68.田丸は、子供の頃の屋台らーめんの味を味わえる数少ない店だ。

田丸わんたんめん

 「田丸」は、創業60年以上の歴史を誇る目黒の老舗ラーメン屋である。ここは醤油、味噌、塩などの種類は無い。ラーメンとチャーシューメン、それにワンタンメンだ。スープの味は一つだけだ。
 中太の縮れ麺に絡むスープは鶏と野菜から取ったダシが効いた醤油味だが、この味が何とも云えず優しい味なのである。小学生の頃に「ラーメン」と云うもの自体に衝撃を受けたものだが、40年も前に初めて体験した味がそのままに残っているのだから素晴らしい。

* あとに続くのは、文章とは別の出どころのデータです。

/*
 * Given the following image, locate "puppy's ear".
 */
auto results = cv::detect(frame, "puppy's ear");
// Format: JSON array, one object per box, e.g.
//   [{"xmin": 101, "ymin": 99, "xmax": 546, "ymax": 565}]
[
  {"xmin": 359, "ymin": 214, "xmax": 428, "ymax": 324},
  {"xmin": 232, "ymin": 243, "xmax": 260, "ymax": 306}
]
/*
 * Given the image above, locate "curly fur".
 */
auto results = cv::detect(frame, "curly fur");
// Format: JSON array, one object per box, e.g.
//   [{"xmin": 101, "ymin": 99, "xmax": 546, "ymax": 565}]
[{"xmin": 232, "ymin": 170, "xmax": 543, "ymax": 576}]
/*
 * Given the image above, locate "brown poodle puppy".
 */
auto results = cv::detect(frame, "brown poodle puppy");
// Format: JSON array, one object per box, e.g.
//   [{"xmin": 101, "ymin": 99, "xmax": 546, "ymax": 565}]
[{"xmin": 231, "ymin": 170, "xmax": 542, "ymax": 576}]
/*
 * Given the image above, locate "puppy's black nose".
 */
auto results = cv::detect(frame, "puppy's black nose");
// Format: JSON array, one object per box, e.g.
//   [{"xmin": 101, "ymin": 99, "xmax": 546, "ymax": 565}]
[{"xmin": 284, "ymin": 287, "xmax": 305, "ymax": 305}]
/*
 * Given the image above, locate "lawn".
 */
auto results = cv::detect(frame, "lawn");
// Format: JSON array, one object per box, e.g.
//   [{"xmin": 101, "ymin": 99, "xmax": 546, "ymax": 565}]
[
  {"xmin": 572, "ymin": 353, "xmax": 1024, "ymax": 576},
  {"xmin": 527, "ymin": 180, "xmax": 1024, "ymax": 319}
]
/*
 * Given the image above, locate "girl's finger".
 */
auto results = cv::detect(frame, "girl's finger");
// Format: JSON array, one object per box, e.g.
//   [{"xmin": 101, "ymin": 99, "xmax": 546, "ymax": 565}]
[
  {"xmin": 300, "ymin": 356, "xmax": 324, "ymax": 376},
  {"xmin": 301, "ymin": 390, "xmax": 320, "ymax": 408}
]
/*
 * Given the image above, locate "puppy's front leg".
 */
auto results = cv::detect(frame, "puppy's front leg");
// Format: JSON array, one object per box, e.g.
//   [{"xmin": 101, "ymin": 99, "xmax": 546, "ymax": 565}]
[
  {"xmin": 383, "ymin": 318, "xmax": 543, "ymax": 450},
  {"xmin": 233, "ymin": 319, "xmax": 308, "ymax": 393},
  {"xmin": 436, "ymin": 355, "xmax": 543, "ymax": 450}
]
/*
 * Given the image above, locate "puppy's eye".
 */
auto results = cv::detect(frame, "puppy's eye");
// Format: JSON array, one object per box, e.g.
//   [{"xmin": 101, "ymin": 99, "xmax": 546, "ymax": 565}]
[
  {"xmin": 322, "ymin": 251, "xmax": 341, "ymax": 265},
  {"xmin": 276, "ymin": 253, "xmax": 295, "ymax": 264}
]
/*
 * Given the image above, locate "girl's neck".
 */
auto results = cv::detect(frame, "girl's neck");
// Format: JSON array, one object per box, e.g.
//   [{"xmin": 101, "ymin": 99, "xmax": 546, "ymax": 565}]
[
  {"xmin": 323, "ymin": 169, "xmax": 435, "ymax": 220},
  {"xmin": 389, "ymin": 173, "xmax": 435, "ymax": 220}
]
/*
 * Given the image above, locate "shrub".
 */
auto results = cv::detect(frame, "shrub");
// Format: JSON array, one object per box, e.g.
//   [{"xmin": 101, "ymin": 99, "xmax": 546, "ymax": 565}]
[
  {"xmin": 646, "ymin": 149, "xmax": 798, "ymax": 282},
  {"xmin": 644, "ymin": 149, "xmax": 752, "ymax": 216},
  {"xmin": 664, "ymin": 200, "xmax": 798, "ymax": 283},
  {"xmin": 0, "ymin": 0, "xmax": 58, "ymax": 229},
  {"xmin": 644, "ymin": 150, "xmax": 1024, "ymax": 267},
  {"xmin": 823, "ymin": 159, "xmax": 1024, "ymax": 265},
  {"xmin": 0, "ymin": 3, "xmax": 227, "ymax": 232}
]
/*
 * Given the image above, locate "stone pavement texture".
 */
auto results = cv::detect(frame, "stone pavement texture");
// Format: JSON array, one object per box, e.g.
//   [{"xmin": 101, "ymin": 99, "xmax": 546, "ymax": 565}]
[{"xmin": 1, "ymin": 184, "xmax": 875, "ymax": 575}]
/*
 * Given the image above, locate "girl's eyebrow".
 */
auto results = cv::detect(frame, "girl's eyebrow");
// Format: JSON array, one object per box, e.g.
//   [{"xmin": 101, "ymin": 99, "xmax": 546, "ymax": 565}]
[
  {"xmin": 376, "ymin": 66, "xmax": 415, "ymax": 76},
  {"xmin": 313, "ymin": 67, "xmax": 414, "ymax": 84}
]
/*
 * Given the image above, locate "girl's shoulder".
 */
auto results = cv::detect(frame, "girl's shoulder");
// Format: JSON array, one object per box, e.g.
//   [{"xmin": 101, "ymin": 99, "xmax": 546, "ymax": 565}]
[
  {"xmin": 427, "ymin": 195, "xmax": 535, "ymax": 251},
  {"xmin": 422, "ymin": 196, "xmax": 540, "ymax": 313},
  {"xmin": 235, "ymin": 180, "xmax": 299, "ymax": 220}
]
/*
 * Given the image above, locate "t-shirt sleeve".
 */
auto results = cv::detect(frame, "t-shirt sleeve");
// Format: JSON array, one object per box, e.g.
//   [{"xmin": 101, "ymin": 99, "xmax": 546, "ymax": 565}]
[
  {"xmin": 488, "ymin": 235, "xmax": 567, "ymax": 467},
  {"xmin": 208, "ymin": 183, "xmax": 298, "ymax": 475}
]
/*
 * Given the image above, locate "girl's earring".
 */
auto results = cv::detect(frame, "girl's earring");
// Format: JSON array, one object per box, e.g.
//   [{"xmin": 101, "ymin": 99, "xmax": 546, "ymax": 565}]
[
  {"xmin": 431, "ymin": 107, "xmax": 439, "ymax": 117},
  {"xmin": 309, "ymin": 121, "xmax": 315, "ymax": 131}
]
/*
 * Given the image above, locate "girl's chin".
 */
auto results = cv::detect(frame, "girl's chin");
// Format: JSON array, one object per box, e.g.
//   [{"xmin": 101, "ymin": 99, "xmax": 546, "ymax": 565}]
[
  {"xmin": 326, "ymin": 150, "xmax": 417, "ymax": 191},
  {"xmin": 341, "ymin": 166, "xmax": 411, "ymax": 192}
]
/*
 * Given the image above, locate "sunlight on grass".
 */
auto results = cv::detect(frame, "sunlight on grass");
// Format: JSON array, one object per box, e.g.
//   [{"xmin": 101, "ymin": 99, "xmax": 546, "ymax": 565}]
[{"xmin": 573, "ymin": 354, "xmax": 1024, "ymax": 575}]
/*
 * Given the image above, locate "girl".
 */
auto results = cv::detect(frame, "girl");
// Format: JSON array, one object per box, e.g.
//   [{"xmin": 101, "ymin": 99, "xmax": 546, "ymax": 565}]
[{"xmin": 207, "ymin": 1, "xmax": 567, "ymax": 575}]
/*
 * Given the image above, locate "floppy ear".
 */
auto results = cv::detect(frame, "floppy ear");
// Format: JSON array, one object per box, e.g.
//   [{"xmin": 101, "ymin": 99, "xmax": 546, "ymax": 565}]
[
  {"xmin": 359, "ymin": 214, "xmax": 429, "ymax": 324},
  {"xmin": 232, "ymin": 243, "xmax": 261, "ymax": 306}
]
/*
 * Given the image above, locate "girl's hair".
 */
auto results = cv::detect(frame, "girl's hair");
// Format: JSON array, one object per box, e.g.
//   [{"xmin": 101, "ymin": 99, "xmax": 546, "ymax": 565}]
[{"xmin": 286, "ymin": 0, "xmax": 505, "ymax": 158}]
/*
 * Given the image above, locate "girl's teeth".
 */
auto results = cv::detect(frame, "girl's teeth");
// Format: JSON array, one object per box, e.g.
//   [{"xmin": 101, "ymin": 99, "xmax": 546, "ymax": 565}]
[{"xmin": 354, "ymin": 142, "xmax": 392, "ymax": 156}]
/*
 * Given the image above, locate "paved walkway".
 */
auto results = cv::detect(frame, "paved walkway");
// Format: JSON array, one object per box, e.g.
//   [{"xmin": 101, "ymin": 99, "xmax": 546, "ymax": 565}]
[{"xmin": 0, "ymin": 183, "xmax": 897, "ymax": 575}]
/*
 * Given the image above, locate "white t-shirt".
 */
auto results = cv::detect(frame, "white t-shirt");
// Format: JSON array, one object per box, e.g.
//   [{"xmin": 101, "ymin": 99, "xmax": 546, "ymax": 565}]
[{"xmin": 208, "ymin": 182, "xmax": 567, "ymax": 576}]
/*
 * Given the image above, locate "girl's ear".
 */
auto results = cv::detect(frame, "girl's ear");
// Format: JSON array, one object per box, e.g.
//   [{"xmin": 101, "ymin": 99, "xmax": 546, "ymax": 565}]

 東京には全国から美味いラーメン店が集まり、独自のオリジナルな味を追求した新世代ラーメンも続々と登場している。どの店も素晴らしく、それはそれで大変旨く刺激的なので、僕も新しい店が出来ると大抵は足を運ぶ事にしている。しかし、新しいラーメンを追い続けて行くと次第に原点の味と云う物がボヤケてしまうのである。そんな時、決まって食べたくなる味が此処のラーメンな訳だ。
 叉焼も今流行りのトロトロな肉なんかじゃない。歯ごたえのある大ぶりのが2枚乗っかる。チャーシューメンだとこれが7枚、もう器のふちしか見えないのだ。 
 そして、僕がここで必ず頼むのはワンタンメンである。たっぷりのワンタンが入り、その上に茹でたキャ別と叉焼、メンマが乗る。叉焼をワンタンの下に沈めて、スープに浸すとたまらなく美味。茹でキャ別と麺を一緒に食べるのが実に旨い。また、器も実に変わっている。ラーメンは普通の丸いドンブリなのだが、ワンタンメンとチャーシューメンは洋食器のカレー皿の様な楕円のベーカー皿に盛られるのだが、これも妙に馴染むのである。
 カウンターのみの小さな店内はいつも混んでいる。美味しく、素朴なラーメンはサッと食べ、スっと出たい。権ノ助坂の「田丸」は、15分ばかりの至福の時間を黙って提供してくれる街場のラーメン屋なのだ。